WARNING: The scripts py.test and pytest are installed in '/home/runner/.local/bin' which is not on PATH.
Consider adding this directory to PATH or, if you prefer to suppress this warning, use --no-warn-script-location.
WARNING: The scripts jupyter, jupyter-migrate and jupyter-troubleshoot are installed in '/home/runner/.local/bin' which is not on PATH.
Consider adding this directory to PATH or, if you prefer to suppress this warning, use --no-warn-script-location.
WARNING: The scripts jupyter-kernel, jupyter-kernelspec and jupyter-run are installed in '/home/runner/.local/bin' which is not on PATH.
Consider adding this directory to PATH or, if you prefer to suppress this warning, use --no-warn-script-location.
WARNING: The script jsonschema is installed in '/home/runner/.local/bin' which is not on PATH.
Consider adding this directory to PATH or, if you prefer to suppress this warning, use --no-warn-script-location.
WARNING: The script jupyter-trust is installed in '/home/runner/.local/bin' which is not on PATH.
Consider adding this directory to PATH or, if you prefer to suppress this warning, use --no-warn-script-location.
which is odd, I thought it would install to paths within the image? Or are there other paths that need to be set before the pip installs?
e.g., maybe it just copies the definition of HOME
from the host environment?
Apptainer mounts the home directory of its initiator by default so those messages make sense but I didn't think about adding /home/runner/.local/bin
to PATH. I'll add that and see if it changes things.
Oh I see.
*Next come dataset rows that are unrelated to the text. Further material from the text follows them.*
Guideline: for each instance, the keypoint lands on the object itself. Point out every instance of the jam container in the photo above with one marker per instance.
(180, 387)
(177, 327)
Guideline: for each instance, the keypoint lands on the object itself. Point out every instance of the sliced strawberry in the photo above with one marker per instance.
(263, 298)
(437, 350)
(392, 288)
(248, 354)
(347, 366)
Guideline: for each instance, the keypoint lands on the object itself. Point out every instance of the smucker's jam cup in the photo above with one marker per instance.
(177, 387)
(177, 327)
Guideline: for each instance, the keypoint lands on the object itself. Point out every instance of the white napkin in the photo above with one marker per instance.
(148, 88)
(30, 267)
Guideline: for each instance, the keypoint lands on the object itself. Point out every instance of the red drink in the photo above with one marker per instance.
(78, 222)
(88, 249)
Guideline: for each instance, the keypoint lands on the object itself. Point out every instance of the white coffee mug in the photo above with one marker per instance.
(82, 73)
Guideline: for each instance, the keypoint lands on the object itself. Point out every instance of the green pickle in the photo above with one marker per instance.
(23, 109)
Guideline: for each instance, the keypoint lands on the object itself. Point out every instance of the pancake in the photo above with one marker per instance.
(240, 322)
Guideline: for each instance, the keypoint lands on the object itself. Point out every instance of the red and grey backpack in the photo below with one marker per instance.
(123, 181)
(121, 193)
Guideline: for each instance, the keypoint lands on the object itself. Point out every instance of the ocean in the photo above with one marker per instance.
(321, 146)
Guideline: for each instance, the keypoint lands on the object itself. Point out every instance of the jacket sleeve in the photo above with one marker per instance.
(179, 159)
But shouldn’t it be installed inside the container rather than the user’s home directory (which thus wouldn’t be saved in the container)?
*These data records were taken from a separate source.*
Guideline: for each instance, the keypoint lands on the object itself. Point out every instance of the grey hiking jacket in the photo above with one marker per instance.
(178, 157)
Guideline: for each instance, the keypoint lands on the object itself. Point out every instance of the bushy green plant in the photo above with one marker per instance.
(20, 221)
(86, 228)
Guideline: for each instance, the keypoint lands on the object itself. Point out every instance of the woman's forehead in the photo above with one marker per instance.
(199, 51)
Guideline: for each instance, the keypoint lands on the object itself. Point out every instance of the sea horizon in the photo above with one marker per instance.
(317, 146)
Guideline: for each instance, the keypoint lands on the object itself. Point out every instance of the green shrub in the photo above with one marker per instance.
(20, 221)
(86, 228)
Maybe the Python pip install
is trying to install to the home dir rather than an env?
Looks like we can find this with python -m site
: https://stackoverflow.com/a/46071447
I looked a little closer at my local environment and realized that I don't run the tests in the PySR directory. When I did that I reproduced the failure we're seeing, ugh. So I added steps to create a new directory specifically for testing in the CI action. I also experimented with the Apptainer %test
section of the definition file and it seemed to simplify things so added that and changed CI_apptainer.yml
to use it.
fix: 686
This pull request adds an Apptainer definition file to PySR. Researchers can use it to build an Apptainer container that packages PySR and its dependencies (via a conda environment).